35. DETERMINATION OF BIOACTIVE
CONFORMATIONS
• The bioactive conformation defines a particular conformation of the molecule in
which it is bound to the receptor.
• The intrinsic forces between the atoms in the molecule, as well as extrinsic
forces between the molecule and its surrounding environment, considerably
influence the bioactive conformation of the molecule.
• Experimental methods for creating bioactive conformations comprise the
techniques:-
• X-ray crystallography
• NMR spectroscopy
36. X-RAY CRYSTALLOGRAPHY
• The precise 3D structure of the macromolecules can be obtained by this method. Drug-
receptor complexes generated by X-ray crystallography logically offer the exact information,
but this method has several disadvantages:
• • The protein needs to be crystallized, and the formation of crystallizing media is not
typically like the physiological conditions.
• • There is a chance of structural distortion due to crystal packing.
• • Due to crystal instability and active-site occlusion, it is often not promising to disperse
substrates or other biologically applicable molecules into the existing crystals.
• • The positions of hydrogen atoms are tricky to be determined.

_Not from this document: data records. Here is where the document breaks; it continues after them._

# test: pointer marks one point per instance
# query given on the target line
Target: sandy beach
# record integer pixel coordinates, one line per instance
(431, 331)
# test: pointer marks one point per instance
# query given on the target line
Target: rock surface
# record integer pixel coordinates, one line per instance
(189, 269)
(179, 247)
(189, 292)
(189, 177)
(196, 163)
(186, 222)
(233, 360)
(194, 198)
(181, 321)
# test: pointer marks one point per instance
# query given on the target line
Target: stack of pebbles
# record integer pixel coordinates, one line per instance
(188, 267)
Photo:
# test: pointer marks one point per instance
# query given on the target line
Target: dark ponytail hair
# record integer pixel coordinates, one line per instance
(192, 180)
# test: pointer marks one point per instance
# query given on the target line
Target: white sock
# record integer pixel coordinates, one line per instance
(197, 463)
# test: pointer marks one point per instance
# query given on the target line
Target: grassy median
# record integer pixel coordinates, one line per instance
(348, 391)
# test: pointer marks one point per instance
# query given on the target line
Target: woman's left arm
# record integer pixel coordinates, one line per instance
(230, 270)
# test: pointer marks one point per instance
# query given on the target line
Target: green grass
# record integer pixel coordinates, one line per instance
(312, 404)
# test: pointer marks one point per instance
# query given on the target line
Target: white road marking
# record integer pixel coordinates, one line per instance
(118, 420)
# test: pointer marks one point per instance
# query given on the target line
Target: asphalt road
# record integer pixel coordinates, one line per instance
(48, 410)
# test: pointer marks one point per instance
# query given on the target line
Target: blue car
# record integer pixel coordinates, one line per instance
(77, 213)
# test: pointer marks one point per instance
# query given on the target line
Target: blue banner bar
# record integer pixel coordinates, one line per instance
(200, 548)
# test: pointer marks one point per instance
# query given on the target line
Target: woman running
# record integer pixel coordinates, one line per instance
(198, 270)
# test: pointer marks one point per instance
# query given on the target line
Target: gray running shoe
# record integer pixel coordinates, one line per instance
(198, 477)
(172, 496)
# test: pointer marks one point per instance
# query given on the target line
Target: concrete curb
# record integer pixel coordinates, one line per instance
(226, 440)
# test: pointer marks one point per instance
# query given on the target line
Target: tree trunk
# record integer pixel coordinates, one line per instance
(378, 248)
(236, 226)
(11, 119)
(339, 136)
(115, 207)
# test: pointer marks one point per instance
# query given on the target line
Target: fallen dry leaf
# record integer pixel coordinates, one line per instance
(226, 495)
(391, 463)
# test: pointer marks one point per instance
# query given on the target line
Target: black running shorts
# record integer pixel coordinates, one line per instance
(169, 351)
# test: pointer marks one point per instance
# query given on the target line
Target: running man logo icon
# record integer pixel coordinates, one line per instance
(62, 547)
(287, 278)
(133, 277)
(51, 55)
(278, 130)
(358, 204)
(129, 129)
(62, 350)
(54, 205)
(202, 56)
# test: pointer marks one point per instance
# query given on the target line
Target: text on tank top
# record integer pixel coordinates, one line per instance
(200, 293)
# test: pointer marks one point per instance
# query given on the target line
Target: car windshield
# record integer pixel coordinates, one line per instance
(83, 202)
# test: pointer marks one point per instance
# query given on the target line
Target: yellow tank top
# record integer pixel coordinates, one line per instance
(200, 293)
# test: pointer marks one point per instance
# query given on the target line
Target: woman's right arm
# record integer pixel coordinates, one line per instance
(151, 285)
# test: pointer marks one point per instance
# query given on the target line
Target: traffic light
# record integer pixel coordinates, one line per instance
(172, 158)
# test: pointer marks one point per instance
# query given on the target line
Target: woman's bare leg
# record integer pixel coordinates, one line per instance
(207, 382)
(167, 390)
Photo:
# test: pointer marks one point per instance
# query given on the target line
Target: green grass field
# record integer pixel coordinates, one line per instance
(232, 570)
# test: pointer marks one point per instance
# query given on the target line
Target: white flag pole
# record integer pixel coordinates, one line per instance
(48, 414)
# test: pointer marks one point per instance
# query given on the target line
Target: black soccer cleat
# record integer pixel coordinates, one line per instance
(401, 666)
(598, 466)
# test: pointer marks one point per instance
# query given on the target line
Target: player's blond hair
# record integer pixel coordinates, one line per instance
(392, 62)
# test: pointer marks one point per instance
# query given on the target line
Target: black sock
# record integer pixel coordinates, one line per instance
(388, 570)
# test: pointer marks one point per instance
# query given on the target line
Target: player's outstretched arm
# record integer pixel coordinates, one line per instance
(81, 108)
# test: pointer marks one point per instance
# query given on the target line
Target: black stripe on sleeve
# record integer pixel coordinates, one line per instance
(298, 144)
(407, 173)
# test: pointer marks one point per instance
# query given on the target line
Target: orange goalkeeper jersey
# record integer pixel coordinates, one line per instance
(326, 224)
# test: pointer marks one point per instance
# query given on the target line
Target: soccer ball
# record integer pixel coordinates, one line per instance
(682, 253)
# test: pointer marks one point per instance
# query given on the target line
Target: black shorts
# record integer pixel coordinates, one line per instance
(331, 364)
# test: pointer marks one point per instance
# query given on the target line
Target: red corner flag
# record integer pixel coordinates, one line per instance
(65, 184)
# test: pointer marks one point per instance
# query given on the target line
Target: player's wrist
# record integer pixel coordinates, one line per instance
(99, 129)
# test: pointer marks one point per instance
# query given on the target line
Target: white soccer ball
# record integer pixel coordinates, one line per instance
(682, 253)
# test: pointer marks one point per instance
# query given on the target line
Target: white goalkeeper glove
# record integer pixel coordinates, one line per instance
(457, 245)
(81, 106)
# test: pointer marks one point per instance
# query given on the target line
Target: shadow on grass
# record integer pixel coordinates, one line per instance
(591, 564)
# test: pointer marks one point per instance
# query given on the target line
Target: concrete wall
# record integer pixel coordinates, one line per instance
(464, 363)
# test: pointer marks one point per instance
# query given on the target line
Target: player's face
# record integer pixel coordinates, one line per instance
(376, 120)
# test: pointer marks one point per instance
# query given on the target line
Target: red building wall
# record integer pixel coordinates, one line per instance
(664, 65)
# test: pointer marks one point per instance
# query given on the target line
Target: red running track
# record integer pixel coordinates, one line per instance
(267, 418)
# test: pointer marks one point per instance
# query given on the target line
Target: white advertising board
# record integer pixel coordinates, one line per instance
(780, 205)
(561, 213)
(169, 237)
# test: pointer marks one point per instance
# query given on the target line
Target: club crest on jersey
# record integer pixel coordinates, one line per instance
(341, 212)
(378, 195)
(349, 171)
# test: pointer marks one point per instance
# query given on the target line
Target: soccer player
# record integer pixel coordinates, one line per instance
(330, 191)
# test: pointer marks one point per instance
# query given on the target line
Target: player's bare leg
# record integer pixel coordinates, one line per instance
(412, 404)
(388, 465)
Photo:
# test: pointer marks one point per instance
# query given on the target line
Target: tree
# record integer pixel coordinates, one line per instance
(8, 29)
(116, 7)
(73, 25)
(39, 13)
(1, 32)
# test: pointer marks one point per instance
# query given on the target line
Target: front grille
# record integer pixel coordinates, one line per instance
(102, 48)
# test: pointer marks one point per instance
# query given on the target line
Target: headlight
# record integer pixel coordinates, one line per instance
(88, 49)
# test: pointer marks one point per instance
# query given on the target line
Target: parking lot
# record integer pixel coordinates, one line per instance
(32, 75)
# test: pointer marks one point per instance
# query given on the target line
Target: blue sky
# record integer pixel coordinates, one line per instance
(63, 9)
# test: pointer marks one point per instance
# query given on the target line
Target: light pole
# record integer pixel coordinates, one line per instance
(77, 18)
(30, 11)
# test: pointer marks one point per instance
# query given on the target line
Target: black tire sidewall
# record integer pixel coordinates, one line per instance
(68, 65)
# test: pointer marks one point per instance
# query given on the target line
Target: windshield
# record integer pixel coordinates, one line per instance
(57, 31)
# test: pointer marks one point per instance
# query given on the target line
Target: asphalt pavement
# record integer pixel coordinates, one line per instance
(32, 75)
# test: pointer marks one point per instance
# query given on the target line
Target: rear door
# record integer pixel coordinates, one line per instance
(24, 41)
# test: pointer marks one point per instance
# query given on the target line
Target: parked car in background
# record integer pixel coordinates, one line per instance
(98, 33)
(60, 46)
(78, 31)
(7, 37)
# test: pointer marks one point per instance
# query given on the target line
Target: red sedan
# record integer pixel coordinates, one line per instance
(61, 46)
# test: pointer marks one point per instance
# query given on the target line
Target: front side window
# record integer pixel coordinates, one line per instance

• • There is a possibility of errors in determining the structure of the ligand.
37. NMR SPECTROSCOPY
• The 3D structural data is obtained in the solution and is a method of selection when the molecule cannot be
crystallized through experimental ways, as in the case of the membrane-bound receptors or receptors, which
have not yet been isolated due to stability, resolution, or other issues.
• The imperative features of this method are:
• • As no protein crystallization is required, the conformation of the protein is not influenced by packing
forces of the crystal environment.
• • The solution conditions (pH, ionic strength, substrate, temperature, etc.) can be accustomed to match the
physiological conditions.
• • Significant information regarding dynamic aspects of molecular motion can be obtained.
• • It requires much less time but applicable to small molecules only.
• • The positions of hydrogen atoms can be resolved.
• • Apolar solvents may lead to an overprediction of hydrogen-bonding phenomena.
• • Structures generated from NMR may not be comparable to the ones obtained from the experiment and
frequently it may not signify the receptor-bound conformation.